If you do MI in SPSS it will run linear and logistic regression on variables (dichotomous variables are fine). In the final model you should only use those variables that are relevant to your outcome. This may include variables that were complete and were used to in the MI model. All imputed datasets should be analysed, and the results pooled as per Rubin's method:


Hope that is of some help!


Fortran must die
MAR is required for most methods designed to deal with missing data. But, with rare exceptions, there are no test to determine if the data is MAR or MNAR. Most likely you would have to know why the responder did not respond to tell this :p

So in the end you hope that the data is MAR.


Less is more. Stay pure.
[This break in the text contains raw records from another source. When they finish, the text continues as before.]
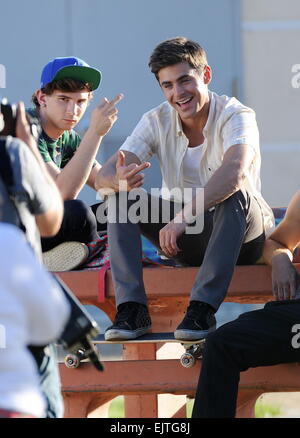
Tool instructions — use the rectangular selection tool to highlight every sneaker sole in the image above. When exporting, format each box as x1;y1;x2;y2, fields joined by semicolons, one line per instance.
104;327;151;341
43;242;89;272
174;325;216;341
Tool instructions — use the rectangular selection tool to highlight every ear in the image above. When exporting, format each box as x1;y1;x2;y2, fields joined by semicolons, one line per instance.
203;65;212;85
35;89;46;107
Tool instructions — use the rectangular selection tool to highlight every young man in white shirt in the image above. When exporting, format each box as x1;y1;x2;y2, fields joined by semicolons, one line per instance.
0;222;70;418
96;37;274;340
28;56;123;271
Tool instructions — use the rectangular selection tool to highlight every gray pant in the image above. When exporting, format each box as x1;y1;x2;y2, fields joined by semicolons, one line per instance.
108;191;265;310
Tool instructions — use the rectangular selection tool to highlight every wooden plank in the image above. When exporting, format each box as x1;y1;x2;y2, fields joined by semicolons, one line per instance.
60;359;300;395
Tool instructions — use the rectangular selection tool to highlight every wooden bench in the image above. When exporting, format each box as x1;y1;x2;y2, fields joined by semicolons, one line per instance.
59;264;300;418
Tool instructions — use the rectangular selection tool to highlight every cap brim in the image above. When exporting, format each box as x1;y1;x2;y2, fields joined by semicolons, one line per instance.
53;65;101;90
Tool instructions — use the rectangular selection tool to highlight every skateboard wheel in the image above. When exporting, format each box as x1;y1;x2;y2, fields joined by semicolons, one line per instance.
180;353;195;368
65;354;80;368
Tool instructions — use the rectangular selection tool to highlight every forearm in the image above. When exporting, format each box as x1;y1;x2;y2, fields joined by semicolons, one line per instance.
55;131;102;200
183;167;244;223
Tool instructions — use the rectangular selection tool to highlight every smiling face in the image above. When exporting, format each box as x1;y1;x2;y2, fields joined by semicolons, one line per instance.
37;90;90;138
157;62;211;122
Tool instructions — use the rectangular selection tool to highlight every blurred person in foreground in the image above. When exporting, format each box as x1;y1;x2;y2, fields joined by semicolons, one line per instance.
192;191;300;418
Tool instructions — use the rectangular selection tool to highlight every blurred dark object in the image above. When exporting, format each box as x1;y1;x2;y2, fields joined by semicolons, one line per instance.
0;97;42;141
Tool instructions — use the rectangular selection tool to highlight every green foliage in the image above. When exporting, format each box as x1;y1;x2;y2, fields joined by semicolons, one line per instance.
255;401;280;418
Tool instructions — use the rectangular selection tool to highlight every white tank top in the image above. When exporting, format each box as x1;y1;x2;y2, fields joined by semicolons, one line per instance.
182;143;204;202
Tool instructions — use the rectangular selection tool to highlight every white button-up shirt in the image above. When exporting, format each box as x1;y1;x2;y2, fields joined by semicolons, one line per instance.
120;91;275;234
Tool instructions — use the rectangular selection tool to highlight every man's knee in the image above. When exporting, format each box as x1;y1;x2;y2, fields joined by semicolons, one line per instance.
64;199;96;227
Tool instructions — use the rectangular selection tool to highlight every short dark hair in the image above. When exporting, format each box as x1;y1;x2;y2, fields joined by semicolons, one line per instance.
31;78;92;108
148;37;207;80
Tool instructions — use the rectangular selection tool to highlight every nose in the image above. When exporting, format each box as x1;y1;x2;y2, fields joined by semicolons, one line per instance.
173;83;184;97
67;100;78;115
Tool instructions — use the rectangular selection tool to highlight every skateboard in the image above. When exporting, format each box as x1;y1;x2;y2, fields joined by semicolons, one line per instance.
65;333;205;368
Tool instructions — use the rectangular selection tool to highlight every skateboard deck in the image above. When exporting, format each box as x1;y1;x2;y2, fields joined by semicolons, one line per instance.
93;332;204;345
65;332;205;368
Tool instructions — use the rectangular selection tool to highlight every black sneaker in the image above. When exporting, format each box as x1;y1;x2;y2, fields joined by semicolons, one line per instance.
174;301;216;341
104;302;151;341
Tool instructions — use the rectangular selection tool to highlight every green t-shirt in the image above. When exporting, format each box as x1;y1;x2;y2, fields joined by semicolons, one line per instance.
38;130;81;169
27;108;81;169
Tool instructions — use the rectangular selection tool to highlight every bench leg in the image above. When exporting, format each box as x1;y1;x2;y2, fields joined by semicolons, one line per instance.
63;392;118;418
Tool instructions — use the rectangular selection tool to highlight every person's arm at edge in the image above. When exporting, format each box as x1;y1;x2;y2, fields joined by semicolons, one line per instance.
263;191;300;300
179;144;255;223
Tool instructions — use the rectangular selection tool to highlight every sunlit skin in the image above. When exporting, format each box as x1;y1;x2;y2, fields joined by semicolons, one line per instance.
158;62;211;133
37;90;90;139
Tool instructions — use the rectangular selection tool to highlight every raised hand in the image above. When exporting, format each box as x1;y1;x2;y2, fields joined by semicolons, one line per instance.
89;94;124;137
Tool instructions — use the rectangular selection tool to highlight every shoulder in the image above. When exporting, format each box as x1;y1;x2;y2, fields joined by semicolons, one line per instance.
61;129;81;149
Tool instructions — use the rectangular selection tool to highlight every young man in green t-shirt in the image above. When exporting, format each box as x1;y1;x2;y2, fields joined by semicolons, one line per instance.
29;57;123;271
Stay poor.
Updates, per my post #7, I saw this link:


However, I am not sure how this applies to arbitrary missingness of categorical data, which I currently have. Also, after reading this thread I noticed it lack reference to Little's test for MCAR (which SAS has a macro for) and subsequently following up that procedure with performing a dummy coded missingness logistic regressions to see if dataset variables predict the probability of missingness.


Fortran must die
Sensitivity analysis is recommended for MNAR data, but really does not correct for it. It just shows what problems might result if you have it. Comments I have read in various sorces suggest the test really won't tell you in most cases if the data is MNAR (they exist, but won't really work in most cases).

As is always true I have collected a tome on this topic from on line sources. When I have some more time I will post some of the links.


Fortran must die
This is for multiple imputations....

"The MCMC algorithm makes the assumption the underlying variables in the imputation model are distributed as a multivariate normal random variable....In the case of continuous variables that are highly skewed or otherwise non-normal in distribution, PROC MI currently enables the user to specify transformations..."
So why would univariate non-normality automatically lead to multivariate non-normality and why would a univariate transformation deal with this problem (multivariate non-normality) if it in fact existed?


Less is more. Stay pure. Stay poor.
I believe combine normal with normal results in normal but this might not be the case with other combos.


Ambassador to the humans
If you have multivariate normal then any marginal distribution will be normal as well. So if you don't have a marginal (univariate) normal then you CANNOT have multivariate normal.

The transformations don't guarantee that you'll end up with normality but sometimes give you something close to normal.